Here’s a quick Ruby thing.
traditional memoization in Ruby
Let’s say you have an object whose responsibility is to give a haircut to a dog.
(I may have recently been reading about this)
class DogStylist
def initialize(dog_id)
@dog_id = dog_id
end
def perform
if dog
dog.sedate
dog.groom
dog.instagram
end
end
private
def dog
Dog.find(@dog_id)
end
end
This is kind of fine, but it has one problem:
each time you reference dog
, you’re calling the dog
method,
which queries the database each time it’s called,
so you’re querying the database over and over,
when you really only need to do so once.
Better to write it like this:
def dog
@dog ||= Dog.find(@dog_id)
end
Here you’re still calling the dog
method over and over, but now it’s “memoizing” the result of the database query.
But what does that mean?
Here’s a more verbose version of the dog
method that does the same thing:
def dog
@dog = @dog || Dog.find(@dog_id)
end
You can see that ||=
is a syntactical shorthand similar to +=
.
In case you’re unfamiliar with +=
, here’s an example.
These two statements are equivalent:
count = count + 1
count += 1
Here’s an even more verbose version of the dog
method that does the same thing:
def dog
if @dog
@dog
else
@dog = Dog.find(@dog_id)
end
end
The goal here is to avoid evaluating the database query more than once.
The first time the method is called, the @dog
instance variable is not defined.
In Ruby, it’s safe to reference an instance variable that isn’t defined.
It will return nil
.
And nil
is falsey, so the database query will be evaluated, and its result assigned to the instance variable.
This is where things get interesting.
Ponder this question:
does this memoization strategy guarantee that the database query will only be executed once, no matter how many times the dog
method is called?
It doesn’t.
Why????
I’ll tell you.
What if there is no dog with that ID? Dog.find(4000)
returns either a dog, or nil
.
And, like we said earlier, nil
is falsey.
So hypothetically, if our perform
method looked like this:
def perform
dog
dog
dog
dog
dog
end
… then we would execute the database query five times, even though we made an effort to prevent that.
This is actually totally fine, because our perform
method isn’t written like that (again, that was just a hypothetical).
Our perform
method only calls the dog
method more than once if it’s truthy, so there’s no problem here.
memoization using defined?
Let’s consider another example, where things aren’t as hunky-dory.

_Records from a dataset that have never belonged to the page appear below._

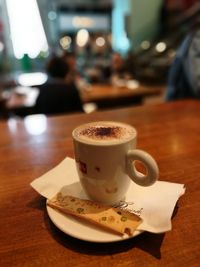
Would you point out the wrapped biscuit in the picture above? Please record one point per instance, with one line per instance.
(113, 219)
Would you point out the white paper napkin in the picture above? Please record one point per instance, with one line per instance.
(154, 204)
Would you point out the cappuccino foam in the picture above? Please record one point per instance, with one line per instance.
(104, 132)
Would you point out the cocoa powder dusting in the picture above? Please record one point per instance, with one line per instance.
(102, 132)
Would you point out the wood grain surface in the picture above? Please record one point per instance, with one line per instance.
(31, 147)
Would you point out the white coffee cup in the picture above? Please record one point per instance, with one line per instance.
(105, 153)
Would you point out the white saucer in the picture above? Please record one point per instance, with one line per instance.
(83, 230)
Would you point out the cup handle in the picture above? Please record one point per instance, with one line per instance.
(148, 161)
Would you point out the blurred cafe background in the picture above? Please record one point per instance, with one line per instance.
(63, 56)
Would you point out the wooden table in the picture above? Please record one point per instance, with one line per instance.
(170, 132)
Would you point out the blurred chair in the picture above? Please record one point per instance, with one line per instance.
(58, 95)
(184, 74)
(58, 98)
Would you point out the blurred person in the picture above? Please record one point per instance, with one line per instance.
(70, 59)
(58, 95)
(74, 74)
(184, 74)
(119, 71)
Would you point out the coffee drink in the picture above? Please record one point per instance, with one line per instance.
(105, 153)
(104, 132)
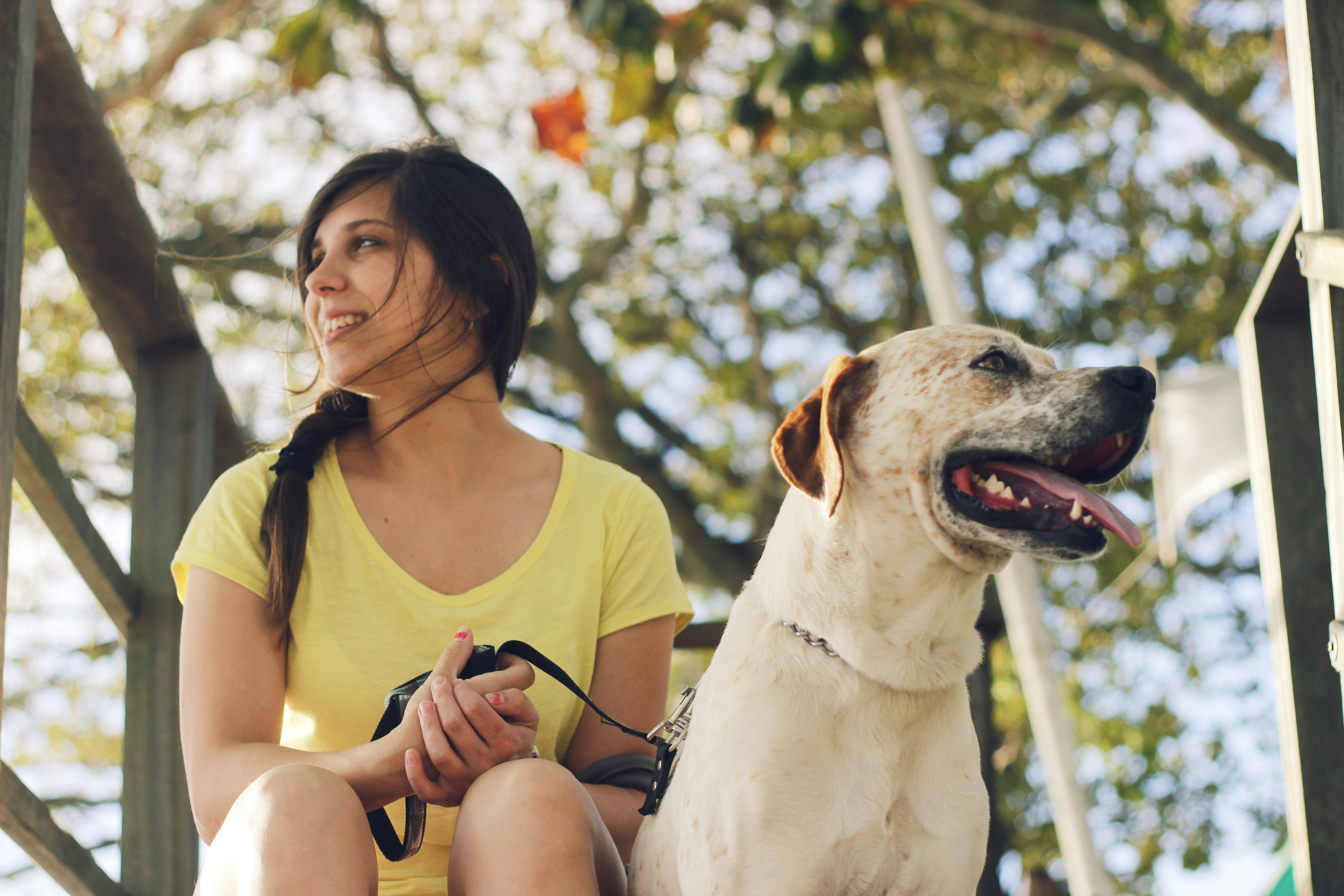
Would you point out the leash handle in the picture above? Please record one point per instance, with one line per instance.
(482, 661)
(527, 652)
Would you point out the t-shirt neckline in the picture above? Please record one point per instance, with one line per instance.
(331, 468)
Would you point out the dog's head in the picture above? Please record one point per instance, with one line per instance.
(992, 444)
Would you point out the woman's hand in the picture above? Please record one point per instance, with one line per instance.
(468, 727)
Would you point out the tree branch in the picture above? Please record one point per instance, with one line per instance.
(1079, 25)
(201, 26)
(394, 74)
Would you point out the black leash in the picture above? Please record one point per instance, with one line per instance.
(667, 738)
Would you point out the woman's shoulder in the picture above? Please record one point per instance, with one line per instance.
(248, 479)
(601, 481)
(618, 494)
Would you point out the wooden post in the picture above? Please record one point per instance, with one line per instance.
(18, 21)
(175, 406)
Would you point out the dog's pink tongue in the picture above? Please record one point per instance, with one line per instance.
(1070, 489)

Hold please while I contrive one.
OK, I’ve got it.
Let’s say we only want to groom a dog when he or she is unkempt. When she logs into our web site, we want to pepper some subtle calls to action throughout the page encouraging her to book an appointment. We’ll need a method to check if she is unkempt, and we’re going to call it a few times. It looks like this:
class Dog
HAIRS_THRESHOLD = 3_000_000
def unkempt?
Hair.count_for(self) > HAIRS_THRESHOLD
end
end
That’s right: we’ve got a table in our database for all of the hairs on all of our dogs.

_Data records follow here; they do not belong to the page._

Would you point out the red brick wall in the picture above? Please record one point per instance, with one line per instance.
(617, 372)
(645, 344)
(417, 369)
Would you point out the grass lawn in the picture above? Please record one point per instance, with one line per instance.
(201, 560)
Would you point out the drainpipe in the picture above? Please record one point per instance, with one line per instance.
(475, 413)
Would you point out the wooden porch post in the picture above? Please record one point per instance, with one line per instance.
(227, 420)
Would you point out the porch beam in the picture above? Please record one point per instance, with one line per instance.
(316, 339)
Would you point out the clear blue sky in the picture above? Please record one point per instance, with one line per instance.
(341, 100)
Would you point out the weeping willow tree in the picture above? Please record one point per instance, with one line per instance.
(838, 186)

You can imagine this unkempt?
method might be kind of “expensive”, which is to say “slow”.
Let’s try adding some memoization to this method:
def unkempt?
@unkempt ||= Hair.count_for(self) > HAIRS_THRESHOLD
end
Here our goal is to prevent doing the expensive database query (Hair.count_for(self)
) more than once.
Ponder this question: does our memoization strategy accomplish this goal?
Answer: it does not.
What?????
I know. Let me show you.
You can try running this Ruby script yourself:
$count = 0
class Hair
def self.count_for(dog)
$count += 1
puts "called #{$count} times"
2_000_000
end
end
class Dog
HAIRS_THRESHOLD = 3_000_000
def unkempt?
@unkempt ||= Hair.count_for(self) > HAIRS_THRESHOLD
end
end
dog = Dog.new
puts "Is the dog unkempt? #{dog.unkempt?}"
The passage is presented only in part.